# DSL Alternative - HILFE



## d-braun (28. August 2009)

Hi,

ich werde in nächster Zeit voraussichtlich umziehen. Leider ist dort wo ich hin ziehe weder DSL noch Kabel Deutschland verfügbar.

Folgende Möglichkeiten fallen mir derzeit ein um online zu gehen:
1. UMTS im Vodafone-Netz
2. SkyDSL 2000+

Beides wäre von der Geschwindigkeit her vergleichbar mit einem DSL-Zugang. Allerdings greift bei beiden Optionen die "Fair-Use-Policy". D.h. bei einem bestimmten Datenvolumen (5GB) wird die Geschwindigkeit gedrosselt.

Echte Alternativen zu DSL sind dies also meiner Meinung nach nicht da ab 5GB nurnoch GPRS oder maximal GSM genutzt wird. Mit solch einer Geschwindigkeit kann man jedoch weder was herunter laden noch vernünftig Surfen.

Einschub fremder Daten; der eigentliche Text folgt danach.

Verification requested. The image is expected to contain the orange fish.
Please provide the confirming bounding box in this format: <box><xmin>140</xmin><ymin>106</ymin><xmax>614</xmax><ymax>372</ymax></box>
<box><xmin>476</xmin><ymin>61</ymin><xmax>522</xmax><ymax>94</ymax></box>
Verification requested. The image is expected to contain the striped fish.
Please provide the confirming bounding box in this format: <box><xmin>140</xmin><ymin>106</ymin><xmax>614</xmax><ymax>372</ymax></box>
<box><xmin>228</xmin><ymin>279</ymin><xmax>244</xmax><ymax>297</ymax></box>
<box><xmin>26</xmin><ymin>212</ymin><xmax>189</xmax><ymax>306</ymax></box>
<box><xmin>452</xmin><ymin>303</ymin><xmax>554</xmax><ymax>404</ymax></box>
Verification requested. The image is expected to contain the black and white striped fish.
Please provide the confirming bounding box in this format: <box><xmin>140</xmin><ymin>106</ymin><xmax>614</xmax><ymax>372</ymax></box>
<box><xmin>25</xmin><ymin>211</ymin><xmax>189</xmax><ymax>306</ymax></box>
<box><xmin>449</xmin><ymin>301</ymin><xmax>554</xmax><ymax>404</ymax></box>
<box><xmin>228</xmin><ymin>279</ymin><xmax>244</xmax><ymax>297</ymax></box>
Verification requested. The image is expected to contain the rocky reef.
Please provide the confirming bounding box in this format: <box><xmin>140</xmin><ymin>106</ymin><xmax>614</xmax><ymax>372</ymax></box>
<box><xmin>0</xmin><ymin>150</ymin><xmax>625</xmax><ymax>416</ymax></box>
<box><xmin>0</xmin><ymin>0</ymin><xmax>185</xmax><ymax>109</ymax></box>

Wie lange reichen die 5GB?
Macht das mit Fair-Use-Policy überhaupt Sinn?
Gibt es sonst noch Alternativen?

Ich bin beruflich auf eine halbwegs schnelle Internetleitung angewiesen. Was soll ich tun?

Danke im Voraus


----------



## Sven Mintel (28. August 2009)

d-braun hat gesagt.:


> Wie lange reichen die 5GB?



Für einen halben Tag Radio bei 128kb/s


----------



## d-braun (28. August 2009)

Ich hab mich gerade nochmal bei Alice-DSL umgesehen. Laut dem Verfügbarkeitscheck bekomme ich an meinem Standort 1500 - 5000 Kbit/s.

Kann das sein wenn alle anderen Anbieter (T-Online, 1und1, Kabel Deutschland ...) keine Verfügbarkeit haben? Hat Alice eigene Leitungen?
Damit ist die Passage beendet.